Duruşmada konuşan Dilek Yağlı'nın konuşmasına müdahale edildi. "Sizi savunma yapmak üzere çağırdım" diyen mahkeme başkanına Yağlı, "Hayır, ben savunma vermiyorum, bu durumda ne yapacaksınız?" dedi. Mahkeme başkanı, "görürsünüz" diyerek soru sormaya başladı. Savunma vermeyeceğini yineleyen Yağlı, heyeti reddettiğini belirtti.
Mahkeme heyeti, reddi hâkim ve duruşmalara makul süre verilmesi taleplerini reddetti. Avukatlar, mahkemenin kararını sıralara vurarak ve alkışlarla protesto etti.
30 Kasım 2021: Duruşma periyodlarının değişmesi talepleri reddedilen avukatlar ve tutuklu siyasetçiler duruşmaya katılmadı. Salonda sadece bazı AKP milletvekilleri, çevik kuvvet polisleri ve askerler yer aldı. Mahkeme heyetinin gelmemesi nedeniyle 5 saat gecikmeli başlayan duruşmada, Av. Cihan Aydın, reddi hâkim taleplerinin bir üst mahkemeye taşınmasını talep etti. Talep kabul edildi.

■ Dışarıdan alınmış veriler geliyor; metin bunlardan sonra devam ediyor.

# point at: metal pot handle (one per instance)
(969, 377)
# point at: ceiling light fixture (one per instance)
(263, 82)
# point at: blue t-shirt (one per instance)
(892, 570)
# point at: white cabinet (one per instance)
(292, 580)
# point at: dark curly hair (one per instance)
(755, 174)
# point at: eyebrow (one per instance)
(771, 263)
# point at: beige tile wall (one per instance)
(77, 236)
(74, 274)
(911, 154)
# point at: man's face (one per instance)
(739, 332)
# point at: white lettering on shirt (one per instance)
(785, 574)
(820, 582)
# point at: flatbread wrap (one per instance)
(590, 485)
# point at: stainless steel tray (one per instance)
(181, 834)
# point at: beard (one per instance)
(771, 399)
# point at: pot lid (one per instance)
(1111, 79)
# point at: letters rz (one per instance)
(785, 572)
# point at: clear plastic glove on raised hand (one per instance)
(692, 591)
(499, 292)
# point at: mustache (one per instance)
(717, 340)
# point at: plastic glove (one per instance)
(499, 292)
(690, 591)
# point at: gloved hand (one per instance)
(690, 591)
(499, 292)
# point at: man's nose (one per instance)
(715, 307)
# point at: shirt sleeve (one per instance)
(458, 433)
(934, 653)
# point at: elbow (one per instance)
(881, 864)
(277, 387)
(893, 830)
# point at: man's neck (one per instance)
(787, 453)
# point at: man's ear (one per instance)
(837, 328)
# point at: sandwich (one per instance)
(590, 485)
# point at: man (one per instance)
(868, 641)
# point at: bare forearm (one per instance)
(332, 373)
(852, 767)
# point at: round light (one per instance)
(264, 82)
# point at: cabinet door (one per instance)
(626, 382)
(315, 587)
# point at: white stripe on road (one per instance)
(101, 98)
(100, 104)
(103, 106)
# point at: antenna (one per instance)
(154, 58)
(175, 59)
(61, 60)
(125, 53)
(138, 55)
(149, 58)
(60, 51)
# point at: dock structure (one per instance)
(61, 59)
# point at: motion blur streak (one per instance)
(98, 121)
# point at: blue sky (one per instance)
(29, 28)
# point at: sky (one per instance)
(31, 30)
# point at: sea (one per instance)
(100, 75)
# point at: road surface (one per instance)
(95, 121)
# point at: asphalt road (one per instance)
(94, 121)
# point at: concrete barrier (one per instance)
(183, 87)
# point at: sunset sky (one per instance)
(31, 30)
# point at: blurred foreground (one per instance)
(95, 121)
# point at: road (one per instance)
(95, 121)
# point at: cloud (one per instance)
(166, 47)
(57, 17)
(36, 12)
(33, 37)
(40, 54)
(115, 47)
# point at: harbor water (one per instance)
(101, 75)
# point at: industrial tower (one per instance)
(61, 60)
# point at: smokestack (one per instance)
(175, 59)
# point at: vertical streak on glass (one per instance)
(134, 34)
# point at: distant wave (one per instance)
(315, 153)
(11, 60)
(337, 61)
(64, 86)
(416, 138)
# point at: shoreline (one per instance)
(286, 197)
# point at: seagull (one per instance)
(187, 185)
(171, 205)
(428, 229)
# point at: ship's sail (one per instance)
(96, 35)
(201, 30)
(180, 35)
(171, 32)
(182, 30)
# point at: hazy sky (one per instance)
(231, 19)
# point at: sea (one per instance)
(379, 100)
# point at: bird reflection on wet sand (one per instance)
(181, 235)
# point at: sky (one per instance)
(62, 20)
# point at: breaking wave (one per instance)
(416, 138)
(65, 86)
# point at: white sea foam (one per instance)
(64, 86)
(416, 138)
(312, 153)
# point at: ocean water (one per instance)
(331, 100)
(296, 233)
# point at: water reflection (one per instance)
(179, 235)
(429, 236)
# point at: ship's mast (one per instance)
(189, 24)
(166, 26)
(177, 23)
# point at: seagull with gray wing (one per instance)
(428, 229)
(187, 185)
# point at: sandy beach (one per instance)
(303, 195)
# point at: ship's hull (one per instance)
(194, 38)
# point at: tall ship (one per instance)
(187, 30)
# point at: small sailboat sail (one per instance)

1 Aralık 2021: Avukatlar ve tutuklu siyasetçiler yine duruşmaya katılmadı. Bu konuyla ilgili mütalaa veren savcı, "Sağlıkla ilgili olan mazeretlerin kabulüne ancak mahkeme periyodlarına ilişkin olan ve toplu halde sunulan mazeretlerin protesto amaçlı ve dosyayı uzatmaya yönelik olması anlaşıldığı üzere, mazeretlerin reddine ve raporu bittiği anlaşılan Ahmet Türk'ün dinlenmesi için gereğinin yapılmasına karar verilmedir" dedi.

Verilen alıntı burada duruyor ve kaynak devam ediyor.